Нужно было отдать должное дядьке Вновьизбрать: он умел чем-то смазывать механизм, и взаимоотношения сельсовет — колхоз определялись принципом мирного сосуществования. Но теперь Гриша ужаснулся экономическому диктату Зиньки Федоровны, потому, ничего не говоря о своей идее стадиона, осторожно начал расспрашивать дядьку Вновьизбрать, как ему удавалось соблюдать единство мыслей с председателем колхоза. Неужели только тогда, когда дядька Вновьизбрать присоединялся к мнению Зиньки Федоровны?
— А ты, говорится-молвится, делай так, — хитро улыбнулся Вновьизбрать, — чтобы не дать ей выразить свое мнение.
— Как же это?
— Успевай опередить ее, говорится-молвится. Мнение словно бы ее, а первым высказал ты. Тогда это уже вроде бы твое мнение и присоединяться нужно Зиньке Федоровне. Умей опережать — тогда ты руководитель!
Гриша подумал: со стадионом он, кажется, опередил всех, а что из этого вышло? Не стал спрашивать о стадионе дядьку Вновьизбрать. Спросил Ганну Афанасьевну. Та мобилизовала весь свой огромный опыт и заявила твердо и категорично:
— Стадион — это директор. А ставки нам никто не даст.
— А вообще, кто дает ставки?
— Райфинотдел.
Гриша поехал в райфинотдел. Предполагал увидеть там обросшего ракушками и мхом непробиваемого бюрократа, а встретил красивую молодую девушку, которая сидела за столом и, заглядывая в круглое зеркальце, красила губы французской помадой.

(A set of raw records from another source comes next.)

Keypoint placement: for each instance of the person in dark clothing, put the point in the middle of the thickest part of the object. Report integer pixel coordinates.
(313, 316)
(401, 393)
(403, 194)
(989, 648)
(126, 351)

— Извините, — робко начал Гриша, — мне бы заведующего.
— Я заведующая. Слушаю вас.
— Заведующего райфинотделом, — упрямо повторил Гриша.
— Я вас слушаю. Садитесь. Откуда вы? Кто?
«Ну, — ободренно подумал Гриша, плюхаясь на стул и обрадованно представляясь заведующей, — если у нас такие девчата занимают такие должности, то мы не то что стадионы!.. Оживут степи и озера!..»
— Веселоярск — село коммунистического быта, — прочирикала заведующая, услышав, что Гриша — председатель Веселоярского сельсовета. Она придирчиво осмотрела в зеркальце свои подрисованные губы и принялась пудрить симпатичный носик французской компактной пудрой.